Oleh sebab itu muncullah hukum penistaan. Hukum ini bukanlah pemberangusan atau sensor tetapi
bentuk pencegahan dan suatu bentuk penegakkan hukum atas perusakan reputasi seseorang.

Hukum Penistaan Sebagai bagian hukum anglo saxon (common Law)

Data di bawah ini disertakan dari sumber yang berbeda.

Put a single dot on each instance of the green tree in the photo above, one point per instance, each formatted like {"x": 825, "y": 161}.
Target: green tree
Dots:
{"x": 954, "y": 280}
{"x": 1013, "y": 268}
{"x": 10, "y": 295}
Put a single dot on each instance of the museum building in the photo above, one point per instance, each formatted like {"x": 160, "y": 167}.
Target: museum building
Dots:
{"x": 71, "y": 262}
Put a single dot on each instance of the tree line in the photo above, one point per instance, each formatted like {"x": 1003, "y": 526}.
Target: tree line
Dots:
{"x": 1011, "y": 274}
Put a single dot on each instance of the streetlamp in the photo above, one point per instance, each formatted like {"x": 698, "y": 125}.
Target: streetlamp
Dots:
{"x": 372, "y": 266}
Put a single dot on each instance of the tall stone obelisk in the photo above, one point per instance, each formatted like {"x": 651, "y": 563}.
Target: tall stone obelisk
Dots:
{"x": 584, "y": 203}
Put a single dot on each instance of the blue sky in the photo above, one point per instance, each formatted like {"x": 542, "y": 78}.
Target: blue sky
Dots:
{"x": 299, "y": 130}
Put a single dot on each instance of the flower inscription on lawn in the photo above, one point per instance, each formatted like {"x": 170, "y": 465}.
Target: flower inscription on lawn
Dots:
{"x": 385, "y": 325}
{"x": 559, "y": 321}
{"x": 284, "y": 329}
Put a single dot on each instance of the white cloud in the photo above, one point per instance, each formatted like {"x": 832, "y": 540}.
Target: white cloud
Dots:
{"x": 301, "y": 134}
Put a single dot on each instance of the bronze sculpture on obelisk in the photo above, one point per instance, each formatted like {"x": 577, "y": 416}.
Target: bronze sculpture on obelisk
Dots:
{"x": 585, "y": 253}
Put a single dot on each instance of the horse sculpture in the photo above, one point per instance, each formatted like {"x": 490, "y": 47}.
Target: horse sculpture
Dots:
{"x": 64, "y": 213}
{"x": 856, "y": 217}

Hukum penistaan dicetuskan untk melindungi hak dan reputasi seseorang dari pencemaran nama baik.
Bentuk hukum ini sudah mulai dikenal sejak dulu, seperti di Yunani misalnya, di Athena masyarkat
mempunyai hukum yang melarang orang untuk menjelek-jelekan orang yang sudah meninggal serta
untuk tuduhan yang salah terhadap seseorang. Begitu pula di Romawi, mereka memiliki hukum yang
bernama iniuria. Hukum ini mengatur tentang hukuman bagi orang yang mencederai nama baik
seseorang.

Menurut hukum common law, ujaran-ujaran penistaan dapat berupa dua jenis yaitu per se atau per
quod. Per se adalah tuduhan berbuat kejahatan, menderita penyakit parah yang menular, pencemaran
reputasi seseorang dalam pekerjaannya, atau tuduhan pelecehan seksual yang tak bermoral. Adapun
jika dugaan pencemaran itu tidak terlihat secara explisit maka penistaan tersebut dikategorikan sebagai
per quod contohnya tindakan bullying atau penghinaan secara terselubung.

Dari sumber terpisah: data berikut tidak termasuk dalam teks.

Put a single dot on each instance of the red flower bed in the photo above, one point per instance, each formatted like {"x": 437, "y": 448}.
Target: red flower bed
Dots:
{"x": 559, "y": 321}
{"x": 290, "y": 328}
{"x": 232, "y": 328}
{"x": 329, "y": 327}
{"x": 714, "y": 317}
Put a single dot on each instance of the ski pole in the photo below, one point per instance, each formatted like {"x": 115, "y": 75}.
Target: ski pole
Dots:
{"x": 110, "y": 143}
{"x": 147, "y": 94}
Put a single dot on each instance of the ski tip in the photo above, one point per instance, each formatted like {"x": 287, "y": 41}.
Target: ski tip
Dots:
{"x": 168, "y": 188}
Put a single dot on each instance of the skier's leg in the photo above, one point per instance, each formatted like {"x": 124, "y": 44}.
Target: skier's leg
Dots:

Untuk di bawa ke ranah hukum, bentuk penistaan atau pencemaran harus memenuhi tiga syarat dasar:
1. Pencemaran harus terjadi dan terlihat (adanya pelapor)
2. Statement atau ujaran yang diduga sebagai penistaan itu harus ada bukti fisiknya (suara atau
tulisan)
3. Penggugat harus diidentifikasi sebagai pihak yang dirugikan atau dicemarkan

Jika terbukti bersalah maka pihak tergugat akan mendapatkan hukuman dan pihak yang dicermakan
nama baiknya akan mendapatkan kompensasi. Adapun kompensasi yang diberikan adalah solatium,
(bentuk kompensasi secara moril) bukan kompensasi secara materil.


Sebagai kesimpulan, Prinsip demokrasi menyokong kebebasan berbicara secara politik. Karena
adakalanya ujaran politik tersebut dapat bersinggungan dengan hak reputasi seseorang maka hukum
penistaan atau pencemaran nama baik dirancang untuk melindungi serta membatasi kebebasan agar
tidak kebablasan.

Di akhir bab ini , Peter menambahkan bahwa dalam berbicara tentang politik ada baiknya tetap pada
ranah kepentingan publik (public interest) guna menghindari adanya clash dengan hak nama baik
seseorang. Public interest dapat dijadikan modal seseorang untuk mengkritik dan berpendapat secara
politik di dalam suatu lingkungan demokrasi.

Demokrasi memang menjunjung kebebasan tetapi kebebasan yang bertanggung jawab.